If i could get away with not taking the screen out i would but as the silicon glue has come away from the glass / body in places it would just look crap.

I've got a bit of time before i start the roof but im starting to think i may start off with doing as much of the repair work with the windscreen in place. This would mean the glass only would need to be out for as short a time as possilbe.

If the screen cracks then it's time for a new one but i'm up for giving it ago when it comes to it.

I've asked a windscreen company for a price to take it out but knowone seems to be intrested in getting back.

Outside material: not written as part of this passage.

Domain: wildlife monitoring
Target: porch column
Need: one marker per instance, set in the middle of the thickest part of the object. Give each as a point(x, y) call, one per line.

I wonder why lol.

When it comes to doing it, I'll post the out come! Good or Bad.

Cheers.
Mostin

KEITHCANFIXIT
16-02-2015, 08:30 PM
Thanks for the tip on veggie oil Cyco, brilliant and so simple:bananasplit:

KEITHCANFIXIT
16-02-2015, 08:36 PM
Someone like Autoglass will try and remove for you, but if it breaks its down to you, as I have said previously the glass becomes more brittle the longer it has been in place, I personally would try and remove it myself rather than some pro who really at the end of the day is not worried if it breaks or not as you will still have to pay his Company, no offense to any glass companies intended but because its yours you will naturally take far more care.

Gaisa
16-02-2015, 10:39 PM
Someone like Autoglass will try and remove for you, but if it breaks its down to you, ... <snip> ... but because its yours you will naturally take far more care.

sad, but true

Peter
17-02-2015, 09:09 AM
As we say, poco a poco, little by little, do it slow and take your time but have 400 quid standing by.

Mostin
17-02-2015, 05:06 PM
but have 400 quid standing by.

LOL.

When i come round to doing it. I'll put the 400 Quid in a Jar next to me in the shed as an incentive. Plus place all hammers outside for if it goes wrong :cursing:


Cheers.
Mostin.

bushboy
17-02-2015, 09:59 PM
I tried to remove the Eureka Windscreen when I first got the thing back in Australia.
I didn't take my time, and really didn't have a clue what I was doing. Tried to leaver a corner slightly when I thought I had it all cut, CRACK.

Word of advice, dont be tempted to lever it out,
When you think it is ready to come out, goaround it again, and then once more just for good measure & then push it from the inside, over as wide an area as you can.